Plant materials and microsatellite marker descriptive statistics – Ten accessions of sour passion fruit (P. edulis Sims), maintained by the Passion Fruit Germplasm Bank, Embrapa Cerrados, Planaltina, DF, were used to evaluate if the new set of markers is suitable for genetic analysis of passion fruit. Passport data of the passion fruit accessions used in the present study is described on Table 1 (rows 1 to 10).
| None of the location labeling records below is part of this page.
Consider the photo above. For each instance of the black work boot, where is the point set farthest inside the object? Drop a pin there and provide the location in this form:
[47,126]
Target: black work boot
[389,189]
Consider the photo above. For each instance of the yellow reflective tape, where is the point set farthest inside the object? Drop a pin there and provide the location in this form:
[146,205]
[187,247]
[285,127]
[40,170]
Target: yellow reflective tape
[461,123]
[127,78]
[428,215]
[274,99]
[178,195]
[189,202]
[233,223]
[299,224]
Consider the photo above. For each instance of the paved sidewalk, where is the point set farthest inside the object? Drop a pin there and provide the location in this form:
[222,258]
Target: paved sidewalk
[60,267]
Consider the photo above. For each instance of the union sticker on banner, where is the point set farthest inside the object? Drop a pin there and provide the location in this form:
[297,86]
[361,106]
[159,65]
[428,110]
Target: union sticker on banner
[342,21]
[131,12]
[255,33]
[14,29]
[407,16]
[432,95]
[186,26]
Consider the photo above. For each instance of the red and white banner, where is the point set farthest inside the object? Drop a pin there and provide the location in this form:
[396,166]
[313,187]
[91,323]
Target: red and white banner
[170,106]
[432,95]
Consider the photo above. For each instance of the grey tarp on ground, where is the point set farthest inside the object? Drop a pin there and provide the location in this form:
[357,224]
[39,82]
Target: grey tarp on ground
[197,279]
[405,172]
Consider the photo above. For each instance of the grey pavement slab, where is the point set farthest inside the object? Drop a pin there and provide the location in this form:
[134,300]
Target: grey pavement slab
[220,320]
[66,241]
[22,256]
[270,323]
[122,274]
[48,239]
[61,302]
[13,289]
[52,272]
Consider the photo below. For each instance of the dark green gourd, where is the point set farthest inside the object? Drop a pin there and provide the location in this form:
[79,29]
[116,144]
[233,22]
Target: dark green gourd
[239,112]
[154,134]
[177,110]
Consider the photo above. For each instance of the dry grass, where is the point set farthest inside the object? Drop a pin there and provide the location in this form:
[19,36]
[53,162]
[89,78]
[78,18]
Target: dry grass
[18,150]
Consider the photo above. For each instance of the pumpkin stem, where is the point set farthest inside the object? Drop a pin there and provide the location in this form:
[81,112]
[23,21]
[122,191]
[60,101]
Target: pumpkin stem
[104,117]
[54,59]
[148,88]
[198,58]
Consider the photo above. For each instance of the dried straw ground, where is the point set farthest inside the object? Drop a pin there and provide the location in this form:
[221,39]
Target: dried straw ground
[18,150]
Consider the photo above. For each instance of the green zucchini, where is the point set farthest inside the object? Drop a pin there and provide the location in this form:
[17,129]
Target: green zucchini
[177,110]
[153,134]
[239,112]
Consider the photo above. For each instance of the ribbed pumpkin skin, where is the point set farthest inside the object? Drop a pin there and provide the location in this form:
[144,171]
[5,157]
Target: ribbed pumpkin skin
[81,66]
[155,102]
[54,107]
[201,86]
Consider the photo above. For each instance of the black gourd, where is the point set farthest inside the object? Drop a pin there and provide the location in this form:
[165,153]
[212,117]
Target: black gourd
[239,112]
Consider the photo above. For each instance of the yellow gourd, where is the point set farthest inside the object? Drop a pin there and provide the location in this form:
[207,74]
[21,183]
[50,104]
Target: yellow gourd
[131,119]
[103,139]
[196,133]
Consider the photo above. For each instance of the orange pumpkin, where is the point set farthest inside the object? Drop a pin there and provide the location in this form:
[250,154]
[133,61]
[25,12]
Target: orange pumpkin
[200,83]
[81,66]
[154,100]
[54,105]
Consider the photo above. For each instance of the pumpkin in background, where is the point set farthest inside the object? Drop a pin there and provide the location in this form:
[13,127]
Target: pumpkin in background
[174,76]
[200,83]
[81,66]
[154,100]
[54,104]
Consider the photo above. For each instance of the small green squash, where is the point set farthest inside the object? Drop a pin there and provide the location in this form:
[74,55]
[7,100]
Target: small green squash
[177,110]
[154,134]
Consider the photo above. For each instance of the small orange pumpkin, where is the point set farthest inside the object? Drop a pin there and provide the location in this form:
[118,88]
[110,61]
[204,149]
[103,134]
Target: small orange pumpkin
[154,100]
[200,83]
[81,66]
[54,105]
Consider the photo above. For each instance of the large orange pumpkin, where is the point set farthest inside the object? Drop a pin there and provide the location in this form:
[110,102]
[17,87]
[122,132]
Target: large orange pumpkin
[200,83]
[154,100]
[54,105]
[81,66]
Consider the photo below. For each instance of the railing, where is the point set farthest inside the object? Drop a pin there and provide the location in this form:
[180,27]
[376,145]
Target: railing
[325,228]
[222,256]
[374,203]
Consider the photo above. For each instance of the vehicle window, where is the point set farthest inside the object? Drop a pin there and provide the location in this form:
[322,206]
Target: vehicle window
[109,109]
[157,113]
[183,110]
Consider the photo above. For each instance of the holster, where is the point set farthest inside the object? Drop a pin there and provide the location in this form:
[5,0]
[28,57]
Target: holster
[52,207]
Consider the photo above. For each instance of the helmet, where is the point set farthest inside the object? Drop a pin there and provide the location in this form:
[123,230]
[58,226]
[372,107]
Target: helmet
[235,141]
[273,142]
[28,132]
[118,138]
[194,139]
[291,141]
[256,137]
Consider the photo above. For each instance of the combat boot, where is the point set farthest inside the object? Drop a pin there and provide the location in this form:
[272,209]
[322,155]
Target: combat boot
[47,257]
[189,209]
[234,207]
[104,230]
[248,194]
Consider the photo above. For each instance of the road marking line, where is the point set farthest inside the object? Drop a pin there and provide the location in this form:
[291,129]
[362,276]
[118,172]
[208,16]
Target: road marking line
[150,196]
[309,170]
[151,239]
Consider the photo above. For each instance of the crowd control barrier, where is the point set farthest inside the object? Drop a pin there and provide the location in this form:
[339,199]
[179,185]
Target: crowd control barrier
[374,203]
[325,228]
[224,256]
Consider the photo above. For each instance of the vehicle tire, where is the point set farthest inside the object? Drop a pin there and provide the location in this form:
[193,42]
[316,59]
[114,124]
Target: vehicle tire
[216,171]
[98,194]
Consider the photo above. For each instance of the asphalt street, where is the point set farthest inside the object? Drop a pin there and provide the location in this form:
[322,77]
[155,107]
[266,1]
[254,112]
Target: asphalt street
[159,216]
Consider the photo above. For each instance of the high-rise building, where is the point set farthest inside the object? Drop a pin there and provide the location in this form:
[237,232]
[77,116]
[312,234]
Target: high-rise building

These accessions represent a diverse group of cultivars and local varieties collected in different regions of Brazil. The only exception is accession “Gulupa” from Colombia. This accession, however, is believed to have been originally collected in Brazil and later introduced in Colombia [47, 48] and was, therefore, also used in the analysis. These ten P. edulis accessions were genotyped with a random sample of 60 di- and tri-nucleotide microsatellites. Marker polymorphism, number of alleles, heterozigosity, PIC values and other statistics were estimated by CERVUS .
Cross-species transferability of P. edulis microsatellite markers
In order to test the potential cross-species transferability of novel P. edulis microsatellite markers to other Passiflora species, we genotyped 90 accessions belonging to 78 Passiflora species native to Brazil (Table 1, rows 12 to 101), maintained by the Passion Fruit Germplasm Bank, Embrapa Cerrados, Planaltina, DF. These passion fruit species belong to four subgenera (Astrophea, Decaloba, Distephana and Passiflora). These accessions were genotyped with 18 polymorphic markers out of a sample of 60 markers initially selected for testing. Successful PCR amplifications were recorded as presence or absence of amplicons if the allele sizes were detected in the approximate expected range.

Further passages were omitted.